Beruf und privat lässt sich heute gar nicht mehr trennen. Der Beruf ist ein Teil des Lebens, der auch in andere Bereiche ausstrahlt. Viele Ursachen für Probleme im Job liegen gar nicht im Job, sondern im Ganzen der Person und den Menschen um sie herum.
Es ist ohnehin so eine Legende von der Work-Life-Balance - das ist eine Illusion und der völlig falsche Ansatz. Das würde ja bedeuten, dass die Arbeit gleichwertig neben dem Leben steht. Arbeit ist ein wichtiger, aber nicht der einzige Bestandteil eines ausgefüllten Lebens. Mein Ansatz ist daher integrativ. Das heißt, alle Lebensbereiche miteinander in Balance zu halten. Insofern kann man nicht trennen zwischen Life-Coach und Business-Coach. Es betrifft immer den ganzen Menschen.

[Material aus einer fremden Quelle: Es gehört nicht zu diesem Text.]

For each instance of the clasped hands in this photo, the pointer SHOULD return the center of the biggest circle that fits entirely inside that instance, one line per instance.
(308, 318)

Bei manchen Menschen hat man den Eindruck, dass die Arbeit nicht nur gleichwertig neben dem Leben steht, sondern im Vordergrund.
Man sagt, es gibt vier Quellen des Selbstwertgefühls: Eine davon ist Arbeit, also die sinnvolle, produktive Beschäftigung. Die zweite ist sicherlich das soziale Umfeld - Familie, Freunde und Partnerschaft. Ein dritter Bestandteil ist Kreativität und Sinn. Das sind Hobbies – tanzen, singen, malen, schreiben oder was auch immer. Und der vierte Lebensbereich ist das eigene Haus, der eigene Körper. Das heißt, Gesundheit, Fitness, Leistungsfähigkeit, aber auch Ausgeglichenheit. Das sind die vier Lebensbereiche, die man gleichzeitig managen sollte. Meistens kommen die Menschen zu Coaches, weil sie mit einem Bereich im Ungleichgewicht sind und etwas vernachlässigt haben. Sehr häufig dominiert dann die Arbeit.
Du beschäftigst dich mit einer neuen Sicht auf das Thema Arbeit. Stichwort New Work und Agiles Arbeiten. Was versteht man genau darunter?
Es sind zwei verschiedene Dinge. Agiles Arbeiten heißt, dass man nicht mehr so hierarchisch und in alten Strukturen arbeitet und dass man durch Flexibilität schneller wird und Entwicklungen beschleunigt. Agil heißt außerdem dem Team mehr Vertrauen und Verantwortung zu geben. Die Führungskraft muss ebenfalls vertrauen – dass das Team selbst den besten Weg findet, auch ohne lange Abstimmungsprozesse.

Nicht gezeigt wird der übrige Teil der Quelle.